The man stands at the podium, smiling, welcoming, inviting wonder to come up on stage with him in all of her naked youth, and he talks about passing baby Oliver back and forth and passing poetry back and forth and noticing the world and falling in love. And I fall in love, but not in the way the thin girl seated in the fourth row — the one in pink shorts and a blue sweatshirt, hair pulled to one side in a lackadaisical braid, her heart tied up like a package with a bow: that one — thought she was in love last Sunday morning, but I smile just the same.
I hold tight his book of poetry, wondering how it came to be on my bookshelf. Was it a gift? Did my son go into the now-defunct Borders and ask a now-defunct clerk for a book of poetry for his mother on the occasion of her birthday? And did said clerk say “I donna know, man. This one won a prize”, reaching for a book on the prominent end cap in the not so prominent poetry section. Or did he beam from ear to ear and say breathlessly: “I don’t know your mom, but I know just the book, filled with haiku, and longer poems, and imagery and stuff, and some things that have been translated, and if you open the cover and fan the pages before you get home the beauty will fall out leaving butterfly wings in the crease between the pages, between the memory of a Japanese poet and Oh! the translations of Milosz, and fill your car, and your spirit too.”
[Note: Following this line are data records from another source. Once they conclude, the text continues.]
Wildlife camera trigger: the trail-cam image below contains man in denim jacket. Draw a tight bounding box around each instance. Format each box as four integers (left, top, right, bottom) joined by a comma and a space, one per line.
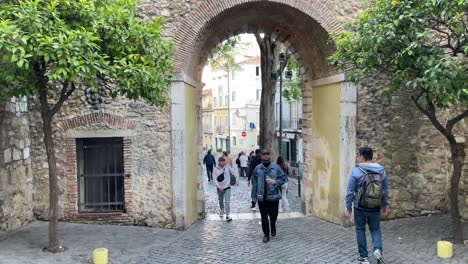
251, 150, 287, 243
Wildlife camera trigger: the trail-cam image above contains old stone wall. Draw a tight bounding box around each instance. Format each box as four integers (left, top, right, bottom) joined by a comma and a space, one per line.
356, 77, 468, 219
0, 97, 34, 231
28, 89, 173, 228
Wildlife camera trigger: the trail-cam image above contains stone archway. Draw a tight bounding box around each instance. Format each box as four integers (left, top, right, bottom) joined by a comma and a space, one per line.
170, 0, 357, 229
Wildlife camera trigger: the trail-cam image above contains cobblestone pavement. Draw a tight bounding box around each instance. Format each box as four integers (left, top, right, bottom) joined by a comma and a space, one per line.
203, 165, 303, 215
0, 216, 466, 264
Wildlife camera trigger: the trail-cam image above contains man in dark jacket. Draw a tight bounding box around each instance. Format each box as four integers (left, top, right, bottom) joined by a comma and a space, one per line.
251, 150, 286, 243
248, 149, 262, 209
203, 150, 216, 182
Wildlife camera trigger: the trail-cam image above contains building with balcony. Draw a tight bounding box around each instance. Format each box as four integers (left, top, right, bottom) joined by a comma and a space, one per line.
202, 88, 214, 151
275, 73, 303, 170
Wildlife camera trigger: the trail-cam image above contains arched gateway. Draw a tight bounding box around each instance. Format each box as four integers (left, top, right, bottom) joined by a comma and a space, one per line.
169, 0, 357, 228
3, 0, 461, 233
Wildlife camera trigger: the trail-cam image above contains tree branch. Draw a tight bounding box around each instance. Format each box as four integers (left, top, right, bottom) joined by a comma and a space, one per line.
412, 95, 449, 139
50, 82, 76, 117
446, 110, 468, 136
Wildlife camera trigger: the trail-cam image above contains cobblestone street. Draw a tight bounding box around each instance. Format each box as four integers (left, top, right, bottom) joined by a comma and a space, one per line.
0, 215, 466, 264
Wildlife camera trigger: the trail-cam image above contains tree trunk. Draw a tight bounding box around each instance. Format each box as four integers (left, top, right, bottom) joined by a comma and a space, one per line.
449, 141, 465, 244
255, 33, 279, 158
413, 100, 466, 244
38, 82, 61, 252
The poet says only four poems are about his drunk mother and he read only two of them. He really writes about other things. But I think they are about his mother too. Those two say all the words that need to be said, not that there aren’t more words written on hearts and tombstones and wild pacific places, washed away by tears and spring rains, that sometime tiptoe past the dark places, that will be spun into song later. “He who receives the shock of love returns to his books with an altered face”, he tells the audience, quoting Zagajewski. Seek wonder and an interesting life, he says.
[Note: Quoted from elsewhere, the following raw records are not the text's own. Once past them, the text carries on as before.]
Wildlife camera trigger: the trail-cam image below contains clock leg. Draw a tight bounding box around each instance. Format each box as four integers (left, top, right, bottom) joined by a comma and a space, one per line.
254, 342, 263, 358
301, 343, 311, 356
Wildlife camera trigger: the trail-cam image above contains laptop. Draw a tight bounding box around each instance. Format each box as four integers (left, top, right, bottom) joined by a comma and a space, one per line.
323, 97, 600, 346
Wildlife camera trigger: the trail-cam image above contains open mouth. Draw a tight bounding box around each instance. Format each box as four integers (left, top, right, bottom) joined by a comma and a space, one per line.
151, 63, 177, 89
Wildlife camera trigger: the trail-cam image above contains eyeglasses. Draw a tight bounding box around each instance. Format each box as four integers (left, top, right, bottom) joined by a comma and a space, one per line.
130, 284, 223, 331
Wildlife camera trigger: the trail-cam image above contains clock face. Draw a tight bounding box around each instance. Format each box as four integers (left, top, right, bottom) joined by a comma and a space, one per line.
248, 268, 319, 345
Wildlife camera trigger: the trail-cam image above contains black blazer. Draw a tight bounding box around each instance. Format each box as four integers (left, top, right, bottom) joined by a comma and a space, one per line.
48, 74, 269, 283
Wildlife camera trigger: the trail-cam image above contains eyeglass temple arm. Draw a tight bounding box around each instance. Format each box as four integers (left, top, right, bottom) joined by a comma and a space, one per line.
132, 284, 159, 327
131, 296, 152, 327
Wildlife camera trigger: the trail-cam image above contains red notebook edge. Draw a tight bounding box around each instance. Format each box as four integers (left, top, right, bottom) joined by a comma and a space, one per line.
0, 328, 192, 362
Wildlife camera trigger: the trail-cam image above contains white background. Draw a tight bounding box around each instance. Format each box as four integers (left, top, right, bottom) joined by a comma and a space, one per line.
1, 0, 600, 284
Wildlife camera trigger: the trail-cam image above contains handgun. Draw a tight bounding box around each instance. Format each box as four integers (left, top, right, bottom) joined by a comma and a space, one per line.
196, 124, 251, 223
“I had this idea”, he told us, “that if I wrote a prose paragraph every day I would have a record of a life”. But, he warned, it isn’t so easy. And it is not.
This is not my song. But it may help me sing.
I keep thinking of this line which he did not read: You can fall a long way in sunlight. I take my copy of The Apple Trees of Olema, freshly signed by Mr. Hass, where I find this line on page 14, and I walk to my car with a lyric smile.